Police in Laos close hostel where Australian victims of suspected methanol poisoning stayed
By Zach Hope
Vang Vieng, Laos: Police have ordered the closure of the Laos hostel where two 19-year-old Australians and other travellers were staying when they were rushed to hospital in a suspected mass poisoning now believed to have killed at least six people.
Australian teenager Holly Bowles died on Friday, a day after her travelling partner and fellow Melburnian Bianca Jones. They had been enjoying a night out in the Laos backpacker hotspot of Vang Vieng and drank spirits believed to have contained methanol, a lethal form of alcohol most common in crude brews.
The story has sent a shudder through parents across the world. Australians, gripped by the Melbourne teenagers’ fight for life in Thai hospitals, are now bereft.
Investigators questioned the venue’s manager in the Laotian capital Vientiane on Friday, as the last of Nana Backpacker Hostel’s guests were checking out. The dormitory-style backpackers stopped taking guests on Thursday on the orders of police.
Since the events of last week, Vang Vieng hotel managers who would normally recommend caves, treks and zip lines were now warning guests to watch what they drink. Be careful and don’t do the free shots, two hotel workers told this masthead on Friday.

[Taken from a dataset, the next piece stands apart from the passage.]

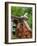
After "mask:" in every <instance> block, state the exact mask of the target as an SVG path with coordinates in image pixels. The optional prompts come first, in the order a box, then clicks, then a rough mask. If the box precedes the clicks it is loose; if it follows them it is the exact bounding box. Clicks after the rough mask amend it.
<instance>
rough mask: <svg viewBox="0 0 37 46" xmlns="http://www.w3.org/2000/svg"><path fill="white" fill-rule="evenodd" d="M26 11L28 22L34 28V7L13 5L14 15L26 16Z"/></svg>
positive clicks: (11, 14)
mask: <svg viewBox="0 0 37 46" xmlns="http://www.w3.org/2000/svg"><path fill="white" fill-rule="evenodd" d="M25 13H28V14H27V16H28V24H29V26H30V27H31V28H32V8H31V7H16V6H12V7H11V15H14V16H24V14H25Z"/></svg>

How could venues part with so much booze unless it was dirt cheap to source and therefore crude? The common denominator in the unfolding tragedy was Nana, they said.

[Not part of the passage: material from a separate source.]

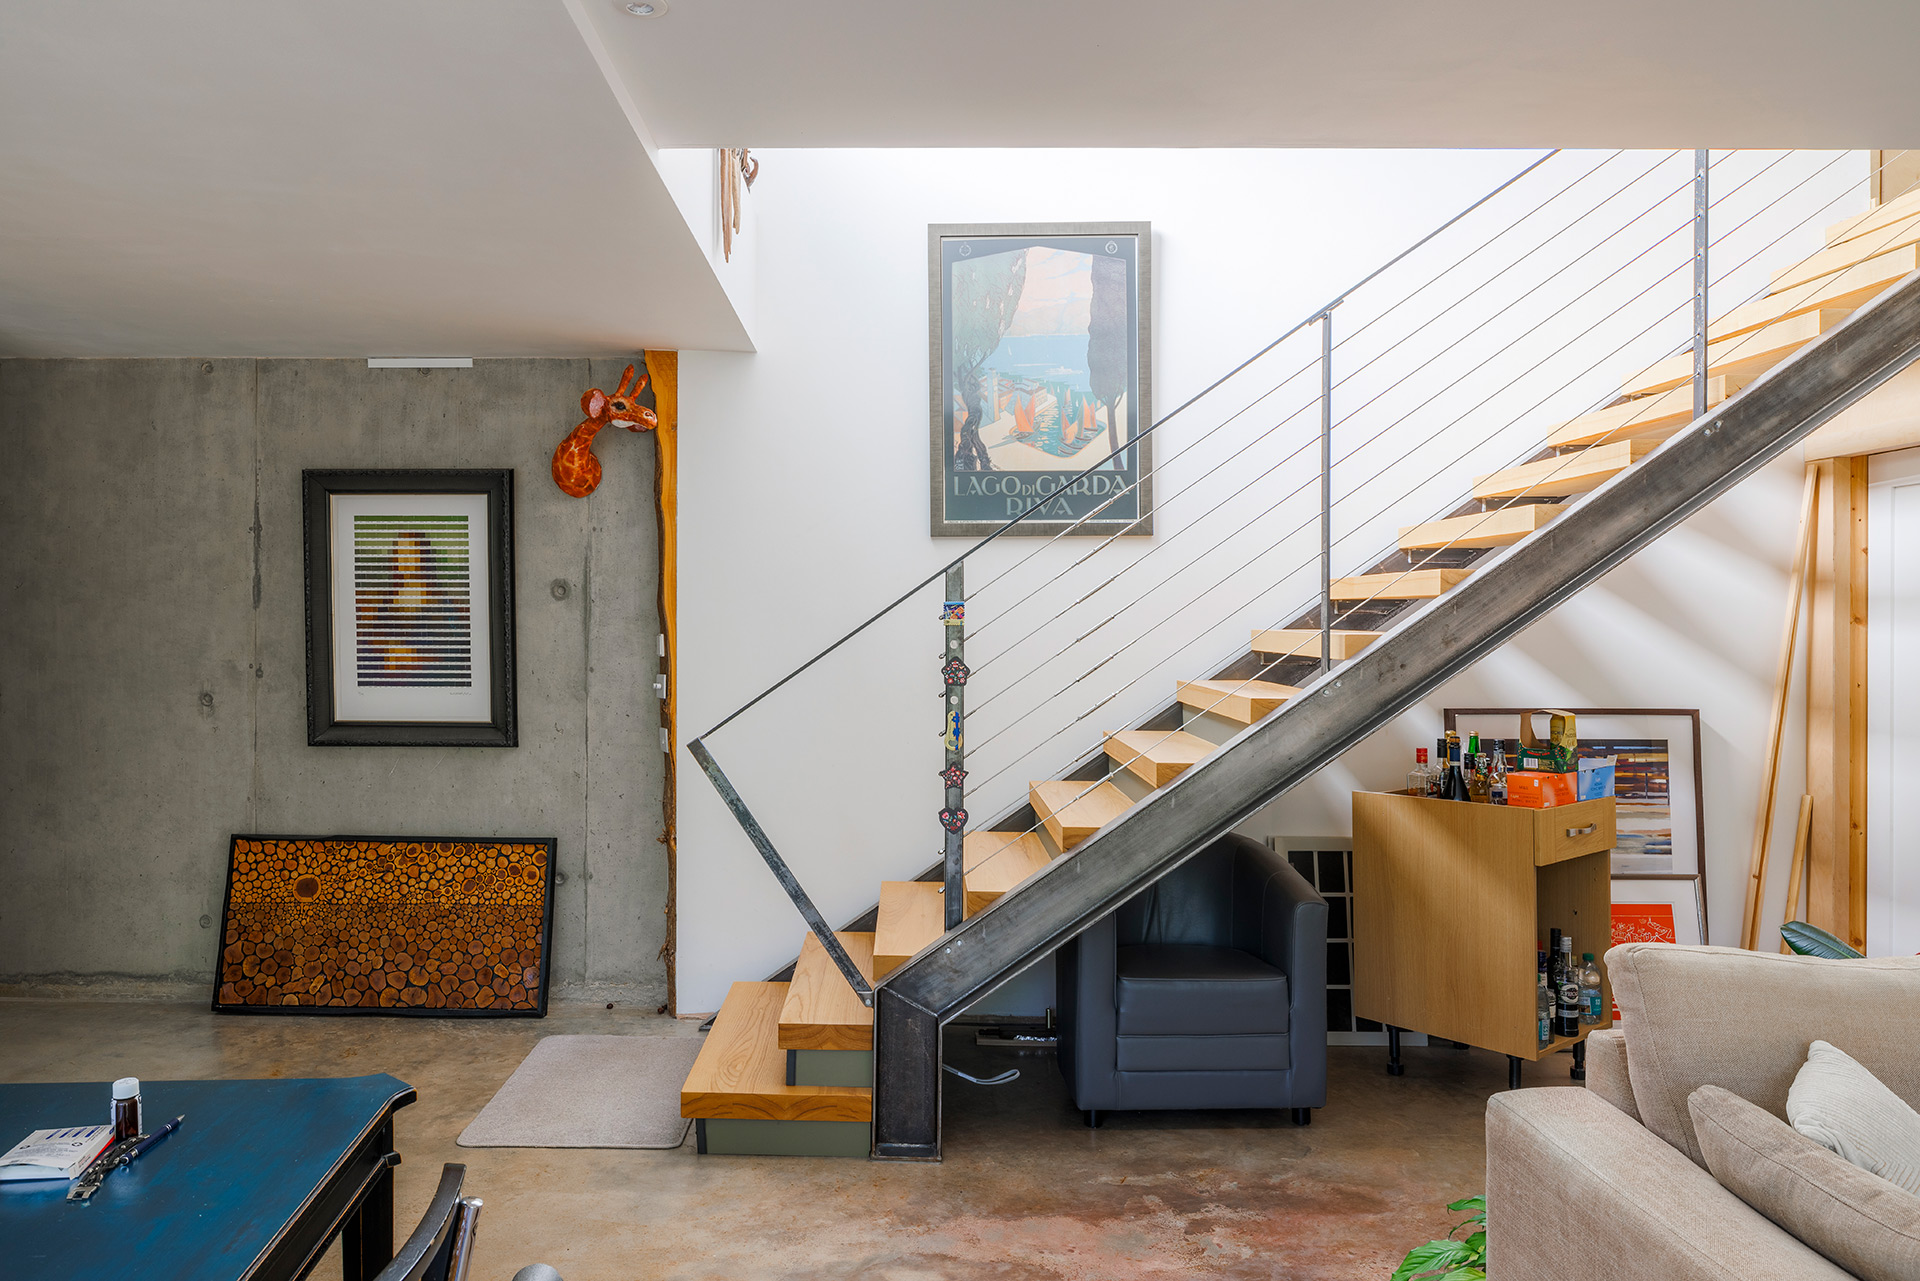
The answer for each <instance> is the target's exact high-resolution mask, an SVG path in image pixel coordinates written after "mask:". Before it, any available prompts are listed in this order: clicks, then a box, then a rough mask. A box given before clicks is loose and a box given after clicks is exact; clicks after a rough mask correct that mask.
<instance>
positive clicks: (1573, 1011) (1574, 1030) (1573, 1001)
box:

Guests had been given free shots at the hostel bar on the night the Australians were allegedly poisoned, believed to be November 11. Some then ventured out to enjoy Vang Vieng’s celebrated nightlife, leading to theories that other venues might have been the culprit.
Many people drinking at Nana never became sick. On the other hand, everyone who did get sick was staying there, said staff at a nearby hotel. This masthead has been unable to verify that claim.
The death toll now includes Bowles, Jones, two young Danish women, an American man and 28-year-old British woman Simone White.
The hostel denies that its drinks made the guests sick. To make the point earlier this week, the manager drank vodka from one of the bottles himself.
A Nana worker, one of few remaining there to help the last guests check out, said the Australian 19-year-olds had returned in the early hours of the morning. They seemed happy, he said, though they were not walking straight. Vang Vieng is a party town for backpackers, so this was not unusual.
The Danes also came home late from somewhere else that morning, separately to the Australians, he said.
He said Jones and Bowles had spent all the next day in the dormitory they shared with another person, before appearing about 10pm. They were “walking around”, the worker said, but they were apparently having trouble drinking water. About 2am on what was believed to be November 13, the pair, assisted by the dorm mate, asked the hostel for an ambulance.
The worker decided the fastest action was to take them himself on a moped. The women said nothing on the drive, he said, and the last he saw of them was at the hospital.
Australian Foreign Minister Penny Wong has reached out to her new Laos counterpart, who assumed office on Friday, to underline how devastated Australians were by Jones’ death and Bowles’ then-tenuous grip on life.
Laotian authorities have not released any details. But this masthead has been told the Australian government has pressed them for a thorough and transparent investigation.
The deaths have shocked the rundown but charming town rimmed by jagged mountains and dotted with cheap bars.
The last guests at Nana had arrived on Tuesday, a week after the night out and just as news was starting to spread. Other guests informed them about what had happened. They did not want to speak on the record while still in Laos for their safety. Other backpackers there this week have said the same thing.